For sure, if anyone on the “other side” could break through and communicate with the living—well, it would be the “force” that was my mother. If it were possible, nothing could stop her. I can just about hear God saying, “enough already, have it your way!”
So why the radio silence?
Thus far, I only have had a running, one-sided conversation with my mom. I ask the questions she would ask, then I answer them:
“Yes, my hair is a little too dark. I’m getting a few highlights put in Monday.”
“No, I didn’t iron the Thanksgiving tablecloth. But you died, I was too tired. Besides, I didn’t do that when you were alive.”
“Yes, I put fresh flowers in the bathroom. Check them out. They’re awesome.”
“Yes, I gained a few pounds from the shiva food. Shut up, mom.”
My mom never communicates back. No thunder. No bolts of lightning. No flickers of light. And while the BA50 website just happened to crash completely the morning of her funeral, I think I am going to ignore that one; I don’t want to go there. Besides, my mom wasn’t that good with technology.
A few weeks before she died, my mom and I had a conversation about just this topic. We both agreed that when you’re alive, you should live life to the fullest. But when you’re dead, you’re Dead, and that’s That.
“You’ll have the memories, kiddo, to keep me alive.”
“But…” I told her, “just in case… if there is a way to let me know you are out there… make it obvious…really obvious. Sometimes I’m a little dense. You’re going to have to do something like blow my hat off my head when there is no wind.”
“You got it,” she told me.
Then we discussed what I would like her to do from above if she had the chance. She agreed to make a few “certain somethings” happen; it was all unfinished work she wanted to do anyway.

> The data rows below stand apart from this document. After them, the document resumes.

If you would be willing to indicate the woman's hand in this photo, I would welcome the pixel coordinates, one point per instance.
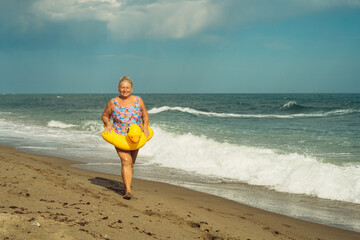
(109, 128)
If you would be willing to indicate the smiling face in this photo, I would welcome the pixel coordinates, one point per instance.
(125, 89)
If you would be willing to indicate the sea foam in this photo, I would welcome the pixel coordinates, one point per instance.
(58, 124)
(292, 173)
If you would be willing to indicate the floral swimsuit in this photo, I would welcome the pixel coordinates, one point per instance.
(123, 117)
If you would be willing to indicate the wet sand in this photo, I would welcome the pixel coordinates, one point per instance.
(43, 197)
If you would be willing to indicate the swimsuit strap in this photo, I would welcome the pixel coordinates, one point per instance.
(136, 102)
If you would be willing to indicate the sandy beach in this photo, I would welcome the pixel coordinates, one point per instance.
(43, 197)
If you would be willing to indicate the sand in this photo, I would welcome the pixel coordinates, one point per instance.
(43, 197)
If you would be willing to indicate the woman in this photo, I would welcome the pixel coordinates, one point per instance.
(126, 110)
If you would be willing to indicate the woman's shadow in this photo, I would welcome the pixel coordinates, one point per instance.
(110, 184)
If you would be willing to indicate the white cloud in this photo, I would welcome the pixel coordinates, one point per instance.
(129, 19)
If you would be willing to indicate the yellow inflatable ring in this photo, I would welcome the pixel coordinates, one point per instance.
(134, 140)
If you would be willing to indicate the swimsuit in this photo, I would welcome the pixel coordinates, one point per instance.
(123, 117)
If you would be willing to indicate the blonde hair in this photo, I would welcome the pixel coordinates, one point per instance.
(125, 79)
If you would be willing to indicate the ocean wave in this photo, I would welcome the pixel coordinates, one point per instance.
(236, 115)
(291, 173)
(58, 124)
(292, 105)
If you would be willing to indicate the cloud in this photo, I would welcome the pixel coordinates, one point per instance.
(157, 19)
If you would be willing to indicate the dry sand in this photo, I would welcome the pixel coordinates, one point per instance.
(43, 197)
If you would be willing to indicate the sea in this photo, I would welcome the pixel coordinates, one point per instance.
(293, 154)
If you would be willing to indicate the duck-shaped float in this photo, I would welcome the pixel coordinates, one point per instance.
(134, 139)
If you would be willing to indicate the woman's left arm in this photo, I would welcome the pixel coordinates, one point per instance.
(145, 117)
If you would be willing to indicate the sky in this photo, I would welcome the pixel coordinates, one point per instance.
(180, 46)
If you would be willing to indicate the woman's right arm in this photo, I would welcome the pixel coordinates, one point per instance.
(106, 117)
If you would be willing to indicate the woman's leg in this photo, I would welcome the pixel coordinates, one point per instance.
(128, 159)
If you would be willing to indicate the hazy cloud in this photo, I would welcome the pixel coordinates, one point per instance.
(129, 19)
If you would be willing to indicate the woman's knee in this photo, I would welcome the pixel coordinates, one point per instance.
(127, 162)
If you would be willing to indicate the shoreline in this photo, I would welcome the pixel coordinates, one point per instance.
(72, 203)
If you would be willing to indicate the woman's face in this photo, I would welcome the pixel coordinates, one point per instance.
(125, 89)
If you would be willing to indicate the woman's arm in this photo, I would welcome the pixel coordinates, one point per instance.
(145, 117)
(106, 117)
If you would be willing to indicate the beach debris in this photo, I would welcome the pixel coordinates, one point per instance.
(36, 224)
(194, 225)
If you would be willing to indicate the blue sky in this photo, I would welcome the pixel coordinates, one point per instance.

Later, I made an agreement with my sister-in-law: if one of those “certain somethings” we talked about happened as a direct result of her death, we will both know my mother orchestrated it. We promised each other; we will both become true believers.
I’d tell you what that “certain something” is, but I think it may be like telling your wish after you blow out the birthday candles.
And If it actually happens, you will know. I can’t wait to write that piece.